This is a continuation of the method used in this question.
Say we have a dataframe
Make Model Year HP Cylinders Transmission MPG-H MPG-C Price
0 BMW 1 Series M 2011 335.0 6.0 MANUAL 26 19 46135
1 BMW 1 Series 2011 300.0 6.0 MANUAL 28 19 40650
2 BMW 1 Series 2011 300.0 6.0 MANUAL 28 20 36350
3 BMW 1 Series 2011 230.0 6.0 MANUAL 28 18 29450
4 BMW 1 Series 2011 230.0 6.0 MANUAL 28 18 34500
...
Using the interquartile range (IQR) (i.e middle 50%), I created 2 variables, upper
and lower
. The specific calculation isn't important in this discussion, but to give an example of upper
:
Year 2029.50
HP 498.00
Cylinders 9.00
MPG-H 42.00
MPG-C 31.00
Price 75291.25
As expected, it only calculates values for columns that have int64 values.

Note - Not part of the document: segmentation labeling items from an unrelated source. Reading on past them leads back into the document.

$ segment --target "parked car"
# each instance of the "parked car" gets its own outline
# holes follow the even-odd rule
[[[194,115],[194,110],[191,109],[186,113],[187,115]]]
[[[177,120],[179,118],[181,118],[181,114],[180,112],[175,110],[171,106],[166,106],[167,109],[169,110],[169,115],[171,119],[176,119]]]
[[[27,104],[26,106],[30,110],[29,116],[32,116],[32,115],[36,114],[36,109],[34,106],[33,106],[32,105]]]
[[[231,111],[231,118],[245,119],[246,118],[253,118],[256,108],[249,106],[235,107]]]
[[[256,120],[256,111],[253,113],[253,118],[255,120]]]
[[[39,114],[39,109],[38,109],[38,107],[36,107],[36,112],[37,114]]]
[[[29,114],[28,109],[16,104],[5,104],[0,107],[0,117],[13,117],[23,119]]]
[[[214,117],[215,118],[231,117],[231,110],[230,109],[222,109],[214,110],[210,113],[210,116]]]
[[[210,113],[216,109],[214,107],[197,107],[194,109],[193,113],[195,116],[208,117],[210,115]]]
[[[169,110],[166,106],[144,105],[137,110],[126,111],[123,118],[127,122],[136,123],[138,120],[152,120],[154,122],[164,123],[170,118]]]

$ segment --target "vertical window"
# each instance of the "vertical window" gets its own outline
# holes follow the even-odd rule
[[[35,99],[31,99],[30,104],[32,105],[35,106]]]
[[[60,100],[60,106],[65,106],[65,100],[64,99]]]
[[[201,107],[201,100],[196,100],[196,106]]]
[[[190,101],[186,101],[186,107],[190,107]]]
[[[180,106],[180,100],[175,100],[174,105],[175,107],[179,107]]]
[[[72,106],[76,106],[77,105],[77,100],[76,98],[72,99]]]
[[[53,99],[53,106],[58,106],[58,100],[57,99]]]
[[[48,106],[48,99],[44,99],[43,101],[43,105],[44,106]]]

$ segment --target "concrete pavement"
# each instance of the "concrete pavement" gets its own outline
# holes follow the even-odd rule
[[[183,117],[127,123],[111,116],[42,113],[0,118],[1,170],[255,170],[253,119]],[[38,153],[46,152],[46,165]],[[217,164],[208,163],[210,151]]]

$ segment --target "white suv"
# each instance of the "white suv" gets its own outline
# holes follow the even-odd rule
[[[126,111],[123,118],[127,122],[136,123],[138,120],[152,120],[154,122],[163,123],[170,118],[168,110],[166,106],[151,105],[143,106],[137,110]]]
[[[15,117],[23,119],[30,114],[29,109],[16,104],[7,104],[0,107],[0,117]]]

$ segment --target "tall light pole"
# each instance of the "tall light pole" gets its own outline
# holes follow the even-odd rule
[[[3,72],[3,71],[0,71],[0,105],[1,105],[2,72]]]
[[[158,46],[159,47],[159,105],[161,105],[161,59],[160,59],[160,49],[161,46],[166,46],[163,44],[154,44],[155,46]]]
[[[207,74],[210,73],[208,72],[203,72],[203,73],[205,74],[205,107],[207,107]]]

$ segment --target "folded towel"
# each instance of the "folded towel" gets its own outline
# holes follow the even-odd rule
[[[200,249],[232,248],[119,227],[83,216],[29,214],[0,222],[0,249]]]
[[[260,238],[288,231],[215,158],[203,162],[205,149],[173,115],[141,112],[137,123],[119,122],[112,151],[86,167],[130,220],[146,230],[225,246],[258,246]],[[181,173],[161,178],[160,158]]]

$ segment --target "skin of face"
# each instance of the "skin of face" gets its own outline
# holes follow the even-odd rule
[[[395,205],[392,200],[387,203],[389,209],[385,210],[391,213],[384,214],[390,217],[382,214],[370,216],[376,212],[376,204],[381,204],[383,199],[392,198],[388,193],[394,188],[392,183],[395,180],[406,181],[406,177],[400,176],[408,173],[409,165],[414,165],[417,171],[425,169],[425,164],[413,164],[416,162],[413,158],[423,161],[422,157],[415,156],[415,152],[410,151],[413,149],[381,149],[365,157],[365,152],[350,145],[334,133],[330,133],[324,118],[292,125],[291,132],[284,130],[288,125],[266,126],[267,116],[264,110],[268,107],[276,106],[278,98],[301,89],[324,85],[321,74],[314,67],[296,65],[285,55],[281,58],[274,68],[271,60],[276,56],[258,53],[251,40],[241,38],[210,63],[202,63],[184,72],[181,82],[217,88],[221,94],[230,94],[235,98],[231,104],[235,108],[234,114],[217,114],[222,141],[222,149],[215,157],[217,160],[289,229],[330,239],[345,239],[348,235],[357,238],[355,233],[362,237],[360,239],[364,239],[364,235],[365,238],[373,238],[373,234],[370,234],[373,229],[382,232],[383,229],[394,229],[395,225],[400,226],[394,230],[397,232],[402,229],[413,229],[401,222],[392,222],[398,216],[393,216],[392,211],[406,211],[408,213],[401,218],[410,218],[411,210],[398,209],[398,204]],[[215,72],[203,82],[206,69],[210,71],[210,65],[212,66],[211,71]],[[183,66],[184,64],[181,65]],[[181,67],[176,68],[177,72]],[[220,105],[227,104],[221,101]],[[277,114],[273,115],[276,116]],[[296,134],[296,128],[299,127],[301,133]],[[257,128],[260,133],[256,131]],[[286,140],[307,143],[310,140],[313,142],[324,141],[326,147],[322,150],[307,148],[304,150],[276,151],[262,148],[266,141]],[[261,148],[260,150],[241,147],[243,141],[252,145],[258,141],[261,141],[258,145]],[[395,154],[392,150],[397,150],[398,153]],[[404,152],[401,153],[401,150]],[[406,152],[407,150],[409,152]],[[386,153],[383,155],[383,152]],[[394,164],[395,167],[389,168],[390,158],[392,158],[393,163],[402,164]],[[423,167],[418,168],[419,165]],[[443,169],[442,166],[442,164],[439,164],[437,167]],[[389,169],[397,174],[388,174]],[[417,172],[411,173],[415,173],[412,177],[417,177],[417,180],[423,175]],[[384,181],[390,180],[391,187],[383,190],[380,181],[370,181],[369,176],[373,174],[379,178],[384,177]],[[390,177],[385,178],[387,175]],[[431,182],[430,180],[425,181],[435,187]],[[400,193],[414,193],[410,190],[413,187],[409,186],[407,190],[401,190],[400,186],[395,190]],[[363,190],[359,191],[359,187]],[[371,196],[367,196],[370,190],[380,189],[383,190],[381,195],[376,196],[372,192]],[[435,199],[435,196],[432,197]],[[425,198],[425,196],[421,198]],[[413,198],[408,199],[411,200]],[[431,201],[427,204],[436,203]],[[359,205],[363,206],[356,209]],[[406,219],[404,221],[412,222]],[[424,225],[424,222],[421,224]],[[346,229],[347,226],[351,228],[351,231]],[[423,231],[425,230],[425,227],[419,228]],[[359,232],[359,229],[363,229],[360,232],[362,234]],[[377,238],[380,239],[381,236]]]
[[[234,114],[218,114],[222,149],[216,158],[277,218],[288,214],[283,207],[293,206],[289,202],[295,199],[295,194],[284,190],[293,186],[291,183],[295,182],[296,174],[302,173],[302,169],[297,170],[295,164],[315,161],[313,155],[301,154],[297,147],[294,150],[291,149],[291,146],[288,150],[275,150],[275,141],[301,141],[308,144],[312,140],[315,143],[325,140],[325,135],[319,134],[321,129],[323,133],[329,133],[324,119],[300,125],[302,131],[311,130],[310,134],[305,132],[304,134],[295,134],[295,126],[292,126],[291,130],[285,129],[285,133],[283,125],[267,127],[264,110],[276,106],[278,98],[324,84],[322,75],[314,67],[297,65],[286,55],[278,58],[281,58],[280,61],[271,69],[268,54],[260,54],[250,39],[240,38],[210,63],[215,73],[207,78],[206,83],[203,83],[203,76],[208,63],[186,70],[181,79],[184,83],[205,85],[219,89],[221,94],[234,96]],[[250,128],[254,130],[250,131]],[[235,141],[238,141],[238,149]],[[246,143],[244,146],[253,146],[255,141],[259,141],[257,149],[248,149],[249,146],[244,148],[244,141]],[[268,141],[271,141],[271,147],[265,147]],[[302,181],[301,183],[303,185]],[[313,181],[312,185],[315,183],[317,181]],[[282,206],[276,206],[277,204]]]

When I want to filter out values that lie outside of the IQR,
correct_df = df[~((df < lower) |(df > upper)).any(axis=1)]
it gives me the right answer. However, when I invert the logic to use &
instead of |
, I get an empty dataframe. Here is the code:
another_df = df[((df >= lower) & (df <= upper)).all(axis=1)]
Which gives the results, but can be fixed by converting the index of upper
/lower
into a list ('lst'):
Make Model Year HP Cylinders Transmission Drive Mode MPG-H MPG-C Price
----------------------------------------------------------------------------------------------
another_df = df[((df[lst] >= lower) & (df[lst] <= upper)).all(axis=1)]
It seems like &
and |
behave differently for non-numerical columns? Why does that happen?